As any local – or any of the ubiquitous best-cities-to-live lists, for that matter – will tell you about Austin, the city possesses a youthful energy, an increasing diverse population and a thriving downtown.
In other words, Austin has the three primary characteristics that Major League Soccer commissioner Don Garber said attracts MLS officials at a South By Southwest panel discussion Saturday at the Four Seasons Hotel Austin.
Yet, Austin has failed to support a minor-league soccer team, and it will remain the largest city in the U.S. without a professional sports franchise after MLS announces its four-team expansion in the near future, including two by the fall. The continued growth of soccer in the U.S., which includes the quixotic attempt by several local groups to bring professional soccer to Austin, served as a backdrop to Saturday’s trio of panels.
“It (Austin) is a special place, and in many ways, it mirrors the dynamic of MLS,” Garber said following a discussion moderated by Sports Illustrated soccer reporter Grant Wahl. “There’s a young, innovative, diverse population living in a city. Austin should be a good MLS market.”
But the lack of public and private support for a professional soccer franchise says otherwise. The Austin Aztex had its activities suspended by the United Soccer League in October 2015 after, among other reasons, failing to find suitable facilities, and the club’s identity remains in limbo.
Austin’s struggles contrast with the growth of the sport, which Garber touted during a wide-ranging conversation with Wahl that included questions from the audience.
Garber admitted to entering MLS in 1999 without much understanding of soccer, but the league has experienced tremendous growth during his long tenure. Seeing what he called “the fruits of all our labor” makes the demanding job worthwhile, he said.
“It’s a hell of a lot cooler than it used to be,” he told Wahl. “It used to suck, to be honest. We didn’t know if we’d go bankrupt.”
Prior to the day’s panel discussions, Garber experienced how much the perception of soccer has changed in the U.S. since he became MLS commissioner. On Sunday morning, Garber attended a U.S. Conference of Mayors event organized by Austin Mayor Steve Adler. He proved a popular figure to the delegation, drawing inquires and invitations concerning MLS franchises.
“There was a time I couldn’t get a meeting with any mayor,” he said. “Now, there’s a lot of buzz about how soccer has been good for the community.”
That buzz has drawn plenty of European interest, too, as evident by Saturday’s first panel discussion attended by representatives of powerhouse clubs Bayern Munich, Manchester City and Barcelona. Rudolf Vidal of Bayern Munich, Tom Glick of City Football Group and Arno Trabesinger of Barcelona discussed their strategies about penetrating the vast and profitable sports landscape in the U.S.
In 2014, Bayern Munich, the richest and most influential club in Germany’s Bundesliga, established the first office by any European club in the U.S. Other teams have followed suit, and Barcelona’s investment in the U.S. includes an upcoming soccer academy being built in cooperation with the Circuit of the Americas in southeast Austin and additional facilities in Round Rock.

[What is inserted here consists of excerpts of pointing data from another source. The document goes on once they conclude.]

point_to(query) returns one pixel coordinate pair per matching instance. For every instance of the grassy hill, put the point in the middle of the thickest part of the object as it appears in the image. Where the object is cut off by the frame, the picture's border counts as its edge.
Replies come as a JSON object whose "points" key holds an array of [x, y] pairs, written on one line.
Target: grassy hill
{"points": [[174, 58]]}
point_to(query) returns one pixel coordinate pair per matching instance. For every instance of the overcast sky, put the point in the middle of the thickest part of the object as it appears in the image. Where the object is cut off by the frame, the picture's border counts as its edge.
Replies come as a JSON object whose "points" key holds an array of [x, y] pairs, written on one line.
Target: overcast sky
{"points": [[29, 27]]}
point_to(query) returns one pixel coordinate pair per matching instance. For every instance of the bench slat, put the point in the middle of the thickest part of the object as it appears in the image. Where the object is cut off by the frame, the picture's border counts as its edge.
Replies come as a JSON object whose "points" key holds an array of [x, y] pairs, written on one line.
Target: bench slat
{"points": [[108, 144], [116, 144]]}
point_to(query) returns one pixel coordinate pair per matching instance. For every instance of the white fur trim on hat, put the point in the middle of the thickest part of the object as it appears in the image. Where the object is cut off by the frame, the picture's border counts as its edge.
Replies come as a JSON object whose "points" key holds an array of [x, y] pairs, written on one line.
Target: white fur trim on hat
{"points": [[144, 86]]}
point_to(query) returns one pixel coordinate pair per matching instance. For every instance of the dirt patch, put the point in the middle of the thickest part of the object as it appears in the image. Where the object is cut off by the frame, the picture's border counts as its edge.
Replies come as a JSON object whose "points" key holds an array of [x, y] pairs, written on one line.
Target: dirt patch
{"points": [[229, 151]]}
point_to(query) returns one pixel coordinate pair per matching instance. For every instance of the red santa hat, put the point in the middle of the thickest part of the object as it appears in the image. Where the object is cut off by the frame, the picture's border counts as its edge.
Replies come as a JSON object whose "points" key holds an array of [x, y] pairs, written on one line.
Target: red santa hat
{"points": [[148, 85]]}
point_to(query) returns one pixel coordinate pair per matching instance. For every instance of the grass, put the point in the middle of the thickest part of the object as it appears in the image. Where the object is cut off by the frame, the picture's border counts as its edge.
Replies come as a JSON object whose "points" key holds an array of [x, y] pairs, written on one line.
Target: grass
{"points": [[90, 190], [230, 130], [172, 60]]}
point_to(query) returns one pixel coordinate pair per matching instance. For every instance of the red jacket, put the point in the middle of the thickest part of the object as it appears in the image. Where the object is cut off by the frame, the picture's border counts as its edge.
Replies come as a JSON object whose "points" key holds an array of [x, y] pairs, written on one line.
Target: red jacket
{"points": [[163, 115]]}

“It’s an exciting opportunity to come to Austin,” Trabesinger told the Statesman after the panel discussion. “For us, it’s a chance to engage with a dynamic city that has characteristics we look for like a young population and a large Hispanic population.”
Each panelist also cited the spirit of cooperation among the clubs, at least when it comes to tapping the U.S. market.
“There is no competition among the international clubs,” Vidal said. “We can all work together here to make our sport grow.”
Vidal then grinned and eyed the other panelists, whose clubs, like Bayern Munich, remain alive in the prestigious Champions League tournament.
“At least there’s no competition until the next round of play,” he said.
Of course, cracking the U.S. market remains a challenge for any European club, said Richard Clarke in the third panel discussion of the day. Clarke, a former English sports journalist who later served as Arsenal’s longtime editorial director, now heads the media relations department for MLS’ Colorado Rapids. His positions in both the English Premier League and MLS provide a unique perspective on just how much the fan experiences and expectations differ in Europe and the U.S.
“You’re telling different stories for different countries,” he said.
In the U.S., he said, fans crave much more engagement on social media. In comparison, European media coverage remains a bit stodgy.
Clarke also pointed out the lack of what he called “tribalism” among fans. Fans in the U.S., he said, often follow more than one club and even form a camaraderie with supports of a rival team.
“I think fans here realize there’s a need to keep growing (MLS) and the sport,” he said.
And that’s a sentiment that every panelist on the day would agree with.